Abstract
BACKGROUND:
Patients often use manufacturer-sponsored coupons to reduce their out-of-pocket spending. However, little is known whether coupon use is associated with medication-switching behaviors.
OBJECTIVE:
To examine if using a manufacturer-sponsored coupon to initiate a medication is associated with patterns of medication-switching behaviors among patients with type 2 diabetes.
METHODS:
Using IQVIA’s retail pharmacy claims data from October 2017 to September 2019, we analyzed commercially insured patients with type 2 diabetes who had newly started taking the following noninsulin diabetes drugs: generic metformin (nearly no coupon use), Sodium-glucose Cotransporter-2 (SGLT2) Inhibitors (SGLT2, high coupon use), and dipeptidyl peptidase IV inhibitors (DPP-IV inhibitors, moderate coupon use). We assessed if drug-switching behaviors, defined as no switching, switching to a same-class drug, or switching to a drug in a different class, differed among patients who did and did not use coupons to initiate treatments. We performed multinomial logistic regression to estimate the probability of each switching type associated with patients’ initial coupon use.
RESULTS:
Among 9,781 patients in our sample, 83.7% of them initiated treatments with metformin, 8.2% with SGLT2, and 8.1% with DPP-IV inhibitors. The overall switching rate was the lowest for generic metformin (40%) than brand-name drugs (56%-57%). Among the brand-name drug users, patients who used a coupon to initiate these drugs were less likely to switch to any drug compared with patients without coupon use (SGLT2 = −18% [95% CI = −24% to −13%]; DPP-IV inhibitors = −9% [−16% to −2%]). These patients were also less likely to switch to drugs in other competing classes (SGLT2 = −16% [95% CI = −22% to −10%]; DPP-IV inhibitors = −9% [−16% to −2%]).
CONCLUSIONS:
Patients who started their treatment with generic metformin had the lowest rate of drug switching. Using coupons to initiate brand-name drugs in classes with prevalent coupons was associated with reduced medication switching to other class drugs.
Plain language summary
Many patients use coupons when they initiate a brand-name medication. However, little is known if coupon use is associated with patient medication-switching behaviors, which could disrupt chronic condition management. We found that patients with diabetes who started diabetes treatment with a generic oral drug (with or without a coupon) were less likely to switch to other medications compared with brand-name medications. Patients who started either class of brand-name drugs with a coupon were less likely to switch to other classes of drugs than those without coupons.
Implications for managed care pharmacy
Many patients initiate prescription brand-name drugs with manufacturer-sponsored coupons at the point of sale.
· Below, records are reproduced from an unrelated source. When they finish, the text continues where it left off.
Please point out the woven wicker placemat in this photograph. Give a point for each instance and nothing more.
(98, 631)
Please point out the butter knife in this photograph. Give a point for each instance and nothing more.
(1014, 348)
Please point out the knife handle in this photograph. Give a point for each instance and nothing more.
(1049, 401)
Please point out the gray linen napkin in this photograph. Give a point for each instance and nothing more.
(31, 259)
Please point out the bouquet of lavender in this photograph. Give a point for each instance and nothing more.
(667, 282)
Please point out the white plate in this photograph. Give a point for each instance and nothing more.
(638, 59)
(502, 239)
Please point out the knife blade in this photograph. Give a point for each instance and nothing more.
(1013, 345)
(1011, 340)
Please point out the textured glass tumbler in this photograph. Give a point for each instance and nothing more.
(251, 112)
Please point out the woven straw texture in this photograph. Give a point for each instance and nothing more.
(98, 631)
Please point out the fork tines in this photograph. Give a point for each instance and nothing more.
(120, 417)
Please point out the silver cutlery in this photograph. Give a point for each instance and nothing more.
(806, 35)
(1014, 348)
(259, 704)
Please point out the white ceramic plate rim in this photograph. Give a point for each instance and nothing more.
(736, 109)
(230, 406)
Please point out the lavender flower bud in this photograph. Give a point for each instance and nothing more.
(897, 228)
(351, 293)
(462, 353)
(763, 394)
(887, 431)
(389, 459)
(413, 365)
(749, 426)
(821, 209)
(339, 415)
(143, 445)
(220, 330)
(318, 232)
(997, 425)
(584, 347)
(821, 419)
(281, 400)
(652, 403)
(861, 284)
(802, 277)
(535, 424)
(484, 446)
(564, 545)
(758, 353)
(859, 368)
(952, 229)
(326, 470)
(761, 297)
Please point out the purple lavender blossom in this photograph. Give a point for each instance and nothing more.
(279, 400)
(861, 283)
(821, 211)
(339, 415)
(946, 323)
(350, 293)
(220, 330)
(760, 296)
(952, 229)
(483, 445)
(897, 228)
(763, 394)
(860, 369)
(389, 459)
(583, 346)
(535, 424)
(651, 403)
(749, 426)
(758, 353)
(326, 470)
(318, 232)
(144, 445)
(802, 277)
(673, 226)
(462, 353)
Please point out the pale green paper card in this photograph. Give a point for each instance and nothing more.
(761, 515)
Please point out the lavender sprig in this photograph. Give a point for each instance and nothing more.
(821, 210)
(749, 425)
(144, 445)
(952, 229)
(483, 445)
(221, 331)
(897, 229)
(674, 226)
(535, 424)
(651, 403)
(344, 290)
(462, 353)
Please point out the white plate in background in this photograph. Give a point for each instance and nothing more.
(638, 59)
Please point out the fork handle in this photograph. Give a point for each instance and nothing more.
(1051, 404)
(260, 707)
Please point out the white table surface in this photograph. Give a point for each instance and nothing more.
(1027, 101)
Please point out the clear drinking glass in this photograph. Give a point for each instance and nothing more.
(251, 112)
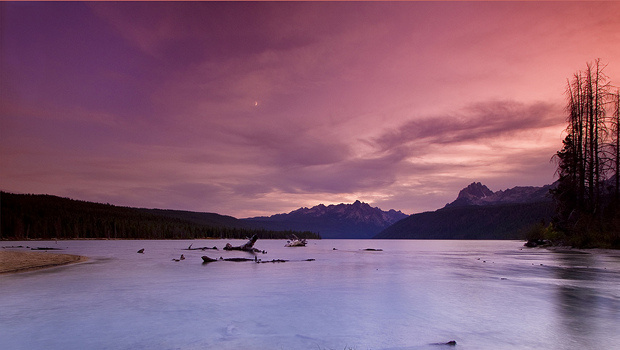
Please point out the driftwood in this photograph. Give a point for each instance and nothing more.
(450, 343)
(199, 248)
(206, 259)
(248, 247)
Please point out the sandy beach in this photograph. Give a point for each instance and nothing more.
(11, 262)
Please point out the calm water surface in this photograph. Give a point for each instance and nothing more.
(411, 295)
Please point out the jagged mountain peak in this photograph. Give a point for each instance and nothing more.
(478, 194)
(355, 220)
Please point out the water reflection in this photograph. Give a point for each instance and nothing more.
(579, 304)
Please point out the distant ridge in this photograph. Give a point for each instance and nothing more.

Once they start using high-cost brand-name drugs with a coupon, they are more likely to use drugs in the same class, which may result in high spending on brand-name drugs. Managed care pharmacies and health plans should consider these switching behaviors and related risks when patients start a brand-name drug with a coupon instead of lower-cost generic options.
Many patients use manufacturer-sponsored coupons to reduce their out-of-pocket spending for brand-name prescription drugs.1 Patients receive direct-to-consumer discounts at the point of sale, commonly at retail pharmacies, by presenting product-specific online coupons or hard copies of copay program vouchers, often available on manufacturers’ websites. Recent research indicates that the availability and use of coupons are associated with the level of market competition for a given product.2,3 Prior research in older populations have found that medication switching could disrupt management of chronic conditions like diabetes.4 This may be one of unintended consequences of coupon use for high-cost medications. It would be particularly concerning for those who initiate drugs relying on coupons but cannot afford the medication when coupons become unavailable. However, little is known regarding how coupon use to initiate a medication could influence patients’ medication-switching patterns.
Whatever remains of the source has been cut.